Well, I’ve finished reading the Florida Supreme Court opinion in State v. Adkins, No. Sc11-1878, and my initial opinion has not changed: disappointed, but not surprised. I suspect that a lot of other criminal defense and appellate lawyers in South Florida are feeling the same way too.
The rationale for the majority’s holding is not exactly convincing. In support of its holding that the Florida Comprehensive Drug Abuse Prevention and Control Act (“the Act”) is constitutional, the Court deferred to the Legislature’s broad authority the define the elements of a crime. Slip op., pgs. 7-8. Next, the Court cited several decisions from the United States Supreme Court, including United States v. Balint, 258 U.S. 250 (1922), Staples v. United States, 511 U.S. 600 (1994), and United States v. Freed, 401 U.S. 601 (1971) for the proposition that the legislature has the authority to define the elements of a crime for the public welfare. Slip op., pgs. 8-16. In support of its conclusion that the omission of a mens rea element did not violate due process, the Court reasoned that (1) the State is still required to prove that a defendant was engaged in the affirmative act of selling, manufacturing, possessing, or delivering a controlled substance; (2) an innocent person can rely on the affirmative defense as contained in the Act; (3) the Act and section 893.13 are rationally related to the Legislature’s goal of controlling drugs with a high potential for abuse; (4) prohibiting the sale, manufacture, delivery, or possession of controlled substances does not impinge on any constitutionally protected rights; (5) common sense and experience support a conclusion that possession without awareness of the illicit nature of the substance is highly unusual; and, (6) the Legislature’s decision to treat lack of knowledge of the illicit nature of the substance as an affirmative defense does not violate due process. Slip op., pgs. 16-19. The Court also analogized the affirmative defense to the New York case of People v. Patterson, 347 N.E.2d 898 (N.Y. 1976). Slip. op., pgs. 19-22.

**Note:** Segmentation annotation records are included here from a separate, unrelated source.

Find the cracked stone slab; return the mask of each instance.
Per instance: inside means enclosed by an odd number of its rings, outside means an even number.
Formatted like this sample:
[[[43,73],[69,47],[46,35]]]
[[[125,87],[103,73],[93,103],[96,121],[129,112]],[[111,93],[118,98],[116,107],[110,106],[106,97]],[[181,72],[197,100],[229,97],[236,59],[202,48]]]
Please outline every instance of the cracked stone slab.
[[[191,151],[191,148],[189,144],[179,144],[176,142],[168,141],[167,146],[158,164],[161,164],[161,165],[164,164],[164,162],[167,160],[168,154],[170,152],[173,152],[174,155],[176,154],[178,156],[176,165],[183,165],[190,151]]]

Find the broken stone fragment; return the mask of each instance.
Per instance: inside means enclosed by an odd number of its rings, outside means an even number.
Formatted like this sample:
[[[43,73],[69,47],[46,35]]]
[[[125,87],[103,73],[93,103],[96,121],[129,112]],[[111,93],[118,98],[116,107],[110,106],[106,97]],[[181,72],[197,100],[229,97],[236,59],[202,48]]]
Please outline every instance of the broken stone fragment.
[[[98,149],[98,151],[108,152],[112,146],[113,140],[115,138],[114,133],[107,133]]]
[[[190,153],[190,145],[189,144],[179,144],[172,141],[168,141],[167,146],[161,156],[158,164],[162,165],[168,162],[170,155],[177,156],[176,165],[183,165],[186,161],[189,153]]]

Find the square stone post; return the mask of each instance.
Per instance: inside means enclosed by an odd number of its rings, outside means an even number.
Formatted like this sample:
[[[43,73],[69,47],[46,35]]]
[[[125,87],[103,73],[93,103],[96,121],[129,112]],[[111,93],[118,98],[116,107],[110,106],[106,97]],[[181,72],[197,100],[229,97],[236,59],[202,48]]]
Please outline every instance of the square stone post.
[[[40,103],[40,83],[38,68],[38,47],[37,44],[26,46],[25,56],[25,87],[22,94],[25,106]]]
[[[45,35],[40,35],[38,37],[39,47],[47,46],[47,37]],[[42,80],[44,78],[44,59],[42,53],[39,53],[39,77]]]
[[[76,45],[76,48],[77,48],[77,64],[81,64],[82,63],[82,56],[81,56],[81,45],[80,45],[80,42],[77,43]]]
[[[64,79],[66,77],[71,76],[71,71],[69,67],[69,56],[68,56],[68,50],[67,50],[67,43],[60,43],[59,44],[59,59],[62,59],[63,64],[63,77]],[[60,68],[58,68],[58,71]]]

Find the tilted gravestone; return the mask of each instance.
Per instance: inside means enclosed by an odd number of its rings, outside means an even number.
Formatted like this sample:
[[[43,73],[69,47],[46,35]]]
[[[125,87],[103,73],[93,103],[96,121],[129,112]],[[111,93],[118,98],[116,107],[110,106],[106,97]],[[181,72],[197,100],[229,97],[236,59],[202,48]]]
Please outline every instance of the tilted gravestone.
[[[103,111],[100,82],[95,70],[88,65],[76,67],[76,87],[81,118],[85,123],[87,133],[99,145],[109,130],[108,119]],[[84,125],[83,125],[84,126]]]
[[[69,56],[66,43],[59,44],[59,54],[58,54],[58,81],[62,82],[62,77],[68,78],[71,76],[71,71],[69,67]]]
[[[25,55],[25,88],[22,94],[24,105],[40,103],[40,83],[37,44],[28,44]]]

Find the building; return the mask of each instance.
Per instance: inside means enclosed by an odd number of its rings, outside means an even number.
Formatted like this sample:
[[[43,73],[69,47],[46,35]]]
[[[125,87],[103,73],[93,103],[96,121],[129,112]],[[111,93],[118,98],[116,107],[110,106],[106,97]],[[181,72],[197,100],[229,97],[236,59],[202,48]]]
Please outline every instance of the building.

After reading the majority opinion, I wondered: why did the Court not cite more persuasive, or even more contemporary authority in support of its conclusion that the substitution of the affirmative defense for the mens rea element renders the Act constitutional? Then, reading the first lines of Justice Pariente’s concurring opinion, I realized the answer: there is nothing more contemporary for the Court to cite! As noted by Pariente, Although 48 other States have chosen to require the prosecution to prove mens rea as an element of a drug offense, the Florida Legislature opted to eliminate the mens rea element. Slip op., pg. 23, (Pariente , J., concurring). Pariente does an adequate job of pointing out some flaws in the majority opinion, and her concurring opinion reads more like a dissent than a concurrence. But the fact that she concurs in the result is surprising, given number previous dissenting opinions she has authored in criminal cases. The reasons for her concurrence is also surprising: (1) the Act still requires the State to prove that a defendant had knowledge of the presence of a controlled substance; and, (2) the Act allows a defendant to raise the affirmative defense of lack of knowledge. Slip op., pg. 24 (Pariente, J., concurring).
After reading Justice Perry’s dissent, I am convinced that Justice Pariente and the majority both failed to adequately recognize two key concepts. First, the existence of the mens rea element is the cornerstone of American criminal jurisprudence. Slip op., pgs. 25, 32-34. (Perry, J., dissenting). Second, the elimination of the mens rea element, the substitution of the affirmative defense, and the Florida jury instructions which permit the jury to presume that a defendant had knowledge of the illicit nature of the substance based on mere possession, all combine together to strip people charged with drug offenses of their constitutional presumption of innocence.
What comes next? Well, for Adkins and the other co-defendants, they go back to square one and get back on the trial docket. But other people who already stand convicted of drug offenses might wish to consider filing petitions for writ of habeas corpus in state, then federal courts. Case in point: Shelton v. Sec’y, Dept. of Corr., 803 F. Supp. 2d 1289 (M.D. Fla. 2011).